Tradition, courtesy and the need for peace dictated that it should be his wife-to-be, and as Jaime turned his horse rather obviously in Sansa's direction, Arya knew, with a darkness that she assumed was relief, that since their conversation in the dead of night with the dragons growling in the pit beneath them, he had realised that there was no going back; that peace, or even the faintest possibility of it, was more important than his own desires.
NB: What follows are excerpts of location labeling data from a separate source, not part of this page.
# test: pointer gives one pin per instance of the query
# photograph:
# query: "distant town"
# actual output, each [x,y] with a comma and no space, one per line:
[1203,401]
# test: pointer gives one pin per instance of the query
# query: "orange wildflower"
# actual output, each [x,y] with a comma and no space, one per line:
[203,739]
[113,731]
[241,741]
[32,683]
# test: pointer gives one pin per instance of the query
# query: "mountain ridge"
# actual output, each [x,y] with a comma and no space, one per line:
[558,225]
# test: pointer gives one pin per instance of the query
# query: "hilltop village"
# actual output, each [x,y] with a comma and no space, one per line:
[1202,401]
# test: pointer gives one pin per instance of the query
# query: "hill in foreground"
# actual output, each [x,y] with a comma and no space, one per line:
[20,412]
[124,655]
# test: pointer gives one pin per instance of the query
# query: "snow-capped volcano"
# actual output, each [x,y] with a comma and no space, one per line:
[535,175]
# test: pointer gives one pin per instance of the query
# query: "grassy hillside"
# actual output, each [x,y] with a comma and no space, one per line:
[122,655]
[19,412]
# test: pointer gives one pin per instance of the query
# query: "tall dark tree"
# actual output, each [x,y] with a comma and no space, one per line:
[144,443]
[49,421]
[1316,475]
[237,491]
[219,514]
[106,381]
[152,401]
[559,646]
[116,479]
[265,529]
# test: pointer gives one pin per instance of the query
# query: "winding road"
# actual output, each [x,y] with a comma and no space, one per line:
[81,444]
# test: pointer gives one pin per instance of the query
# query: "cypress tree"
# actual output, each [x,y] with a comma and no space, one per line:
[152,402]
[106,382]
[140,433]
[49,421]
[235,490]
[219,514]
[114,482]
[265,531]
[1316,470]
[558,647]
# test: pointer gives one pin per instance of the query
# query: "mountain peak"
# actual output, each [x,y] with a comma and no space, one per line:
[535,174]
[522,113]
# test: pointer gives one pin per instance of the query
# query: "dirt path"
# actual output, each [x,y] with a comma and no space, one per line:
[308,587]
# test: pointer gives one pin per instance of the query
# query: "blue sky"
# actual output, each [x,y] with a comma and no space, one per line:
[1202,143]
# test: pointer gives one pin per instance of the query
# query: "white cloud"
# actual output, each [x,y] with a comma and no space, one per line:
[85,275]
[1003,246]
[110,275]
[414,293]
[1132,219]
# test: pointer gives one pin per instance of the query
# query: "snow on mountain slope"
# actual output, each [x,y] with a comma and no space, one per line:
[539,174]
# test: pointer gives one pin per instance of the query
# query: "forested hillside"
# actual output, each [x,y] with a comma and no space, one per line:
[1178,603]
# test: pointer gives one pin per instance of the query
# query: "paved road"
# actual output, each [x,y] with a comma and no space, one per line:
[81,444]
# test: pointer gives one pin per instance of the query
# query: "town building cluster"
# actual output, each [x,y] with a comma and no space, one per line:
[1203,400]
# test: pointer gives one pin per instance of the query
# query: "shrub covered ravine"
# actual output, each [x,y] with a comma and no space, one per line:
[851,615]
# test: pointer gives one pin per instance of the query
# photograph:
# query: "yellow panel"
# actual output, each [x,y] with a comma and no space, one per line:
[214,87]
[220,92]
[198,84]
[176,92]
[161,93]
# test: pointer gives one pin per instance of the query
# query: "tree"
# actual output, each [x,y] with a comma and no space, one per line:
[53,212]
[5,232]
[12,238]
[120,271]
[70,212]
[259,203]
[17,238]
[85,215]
The crown of winter roses dangled from the tip of Jaime's lance like a severed head, and swayed slightly as he suddenly turned his horse about and trotted away from Sansa and back towards the king; an impish grin lighting up his scarred face. He came to a stop directly in front of Arya and Loras, and, because the former was standing upright at guard, offered the crown to her on the tip of his lance with an air of indescribable insolence.

Arya stared hard at Jaime as the crowd fell silent; silently smothering the outward manifestation of her anger as it tightened the muscles in her jaw and threw her entire body into a raging desire to draw her sword and decapitate him where he stood for such a blatant act of provocation. The king, the queen, and the lords of the North and South were all looking on in deadly and unbearable anticipation; some looking at her; some looking at Aegon; all waiting, on the edges of their seats, to see how she would respond to the insult against her sister; how she would face the threat of war that hung heavy in the air like a bloody spectre, waiting for her on the other side of whichever decision she would make.

If she accepted the crown, the North would be offended. If she declined it, the South would be offended. Both sides would rush to defend themselves. And all Seven Kingdoms would once again sink into the blood-stained comfort and familiarity of war, and once again steer clear of the uncharted waters of reconciliation.

Jaime knew this. He knew all of it, and he didn't care; smiling at her as one would at an enemy that one had trapped in a corner.

I was wrong about him, Arya thought, he really does care for no one but himself; for nothing but his own freedom.

And yet the way that he had fought had been beautiful – so unspeakably, achingly beautiful – and in his face she could see that beauty; that beauty, and the space inside him, the missing thing, the missing thing that he had and that she had too.

That's all very well; Arya thought, but none of those things make the man any less of a jackass.

She knew that she should have looked to her King to tell her what to do: to accept the crown, or to reject it, to accept war and to reject peace. She was only a servant of his will, after all, and such a decision should be his alone. But the crowd was beginning to fidget, and Jaime to look surer and surer of himself; and the King and Queen were whispering frantically together; saying nothing to her, doing nothing. And seizing Loras' arm as she murmured something about feeling hot, Arya took a step backwards and quietly pretended to faint.